Owning her vision loss: Rebecca Alexander’s story

Rebecca Alexander chooses to see each day as a gift. Having experienced both vision and hearing loss, Rebecca is a dedicated advocate, bringing encouragement and determination to the vision- and hearing-impaired communities.

Rebecca was clinically diagnosed with retinitis pigmentosa (RP) at age 12. To her and her family’s frustration, research and information about the condition was limited throughout her teenage years. “I used to hide or lie about my progressing vision and hearing loss,” Rebecca said of her days as a student. While attending the University of Michigan, she began to experience problems with hearing that prompted her to schedule an appointment with her healthcare professional. It was then that Rebecca’s initial RP diagnosis was clarified. Her vision and hearing loss were more specifically symptoms of Usher syndrome, a rare genetic condition that encompasses RP.

Even though Rebecca’s clinical diagnosis explained her symptoms, new questions arose. Rebecca recalls that the new diagnosis confused her healthcare team too: “They told me that I had Usher syndrome, but that they’d never seen it as it presented itself in me. They couldn’t tell me what type it was.” Rebecca’s family pursued genetic testing, and their blood work proved to be the missing link that identified a new form of Usher syndrome — type III. Genetic testing led to the discovery of Usher syndrome type III, offering clarity and information for Rebecca and others who cope with the confusion and uncertainty of misdiagnosis associated with these symptoms.

Usher syndrome is the leading genetic cause of combined deafness and blindness and more than 400,000 people are living with it worldwide, but only a fraction of this population has had their specific mutation or type identified. Having genetic testing done does not mean that a person has to take any further actions, but it gives individuals the option should they want to.

“When we found out that my gene mutation had been discovered, my mom and I were on the phone, and we cried. It was so miraculous to have an official diagnosis. And to have a genetic understanding of how this came to be meant that our research could really start to happen,” she said. Having a definitive diagnosis ignited a greater sense of hope, and this hope also provided Rebecca and her family with a starting point where they could find more information, connect with specific communities, and make better informed decisions about a course of disease management.
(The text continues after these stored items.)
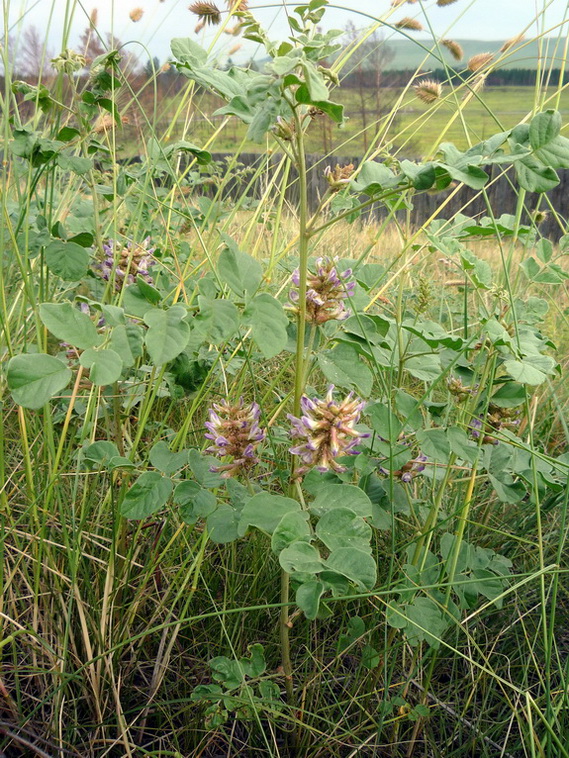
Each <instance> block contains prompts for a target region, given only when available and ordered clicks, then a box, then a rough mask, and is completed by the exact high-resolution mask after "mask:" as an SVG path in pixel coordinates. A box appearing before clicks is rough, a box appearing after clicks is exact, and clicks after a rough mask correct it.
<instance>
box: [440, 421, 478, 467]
mask: <svg viewBox="0 0 569 758" xmlns="http://www.w3.org/2000/svg"><path fill="white" fill-rule="evenodd" d="M447 439H448V443H449V445H450V449H451V450H452V452H453V453H454V454H455V455H458V456H459V458H462V459H463V460H464V461H469V462H470V463H475V462H476V459H477V458H478V445H477V444H476V443H475V442H473V441H472V440H471V439H469V438H468V436H467V435H466V432H465V431H464V429H460V427H458V426H451V427H450V428H449V429H447Z"/></svg>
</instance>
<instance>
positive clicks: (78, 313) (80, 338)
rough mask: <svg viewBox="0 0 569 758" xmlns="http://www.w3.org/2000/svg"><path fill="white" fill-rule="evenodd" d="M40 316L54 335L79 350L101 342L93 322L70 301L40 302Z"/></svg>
mask: <svg viewBox="0 0 569 758" xmlns="http://www.w3.org/2000/svg"><path fill="white" fill-rule="evenodd" d="M40 318H41V320H42V322H43V323H44V325H45V326H46V327H47V328H48V329H49V331H50V332H51V333H52V334H53V335H54V337H57V339H58V340H62V341H63V342H68V343H69V344H70V345H73V347H78V348H79V349H80V350H86V349H87V348H89V347H95V346H96V345H100V344H101V341H102V337H101V336H100V335H99V334H98V333H97V328H96V326H95V324H94V323H93V322H92V321H91V319H90V318H89V316H87V314H86V313H82V312H81V311H80V310H79V309H78V308H74V307H73V306H72V305H71V303H42V304H41V305H40Z"/></svg>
It was so miraculous to have an official diagnosis. And to have a genetic understanding of how this came to be meant that our research could really start to happen

Rebecca sets goals with determination and chooses to see potential barriers as challenges to overcome. For example, her reservations about using a cane were initially a hurdle to overcome, until practice showed her that walking with a cane gives people living with vision impairment a lot of valuable information and can give them a renewed sense of independence too. Rebecca also gives herself permission to feel the emotions that come with vision and hearing loss associated with Usher syndrome. On days when challenges feel tougher than normal, Rebecca asks people for help when she needs it.

“An important part of asking for help from other people is that you’re enlisting them, and you’re letting them know that they matter. There’s nothing people want to know more in this world than that they matter,” she said.

Rebecca’s journey with Usher syndrome has given her a strong desire to find others and build a sense of community through her work as a psychotherapist, author, group fitness instructor and extreme athlete. At the International Usher Syndrome Symposium in Germany this past summer, Rebecca met a family who had traveled a long way just to connect with her over shared experiences of her rare subtype of the genetic disease. Having a platform on which Rebecca can share a positive story born from challenging circumstances gives a voice to and represents the individuals who dream of accomplishing some of the feats she has – summitting Mt. Kilimanjaro, skydiving, and bungee jumping to name a few.

“Part of my process has been just owning it.” And part of just owning it is advocating for yourself for an official diagnosis. With her strength of spirit, Rebecca encourages others to do the same.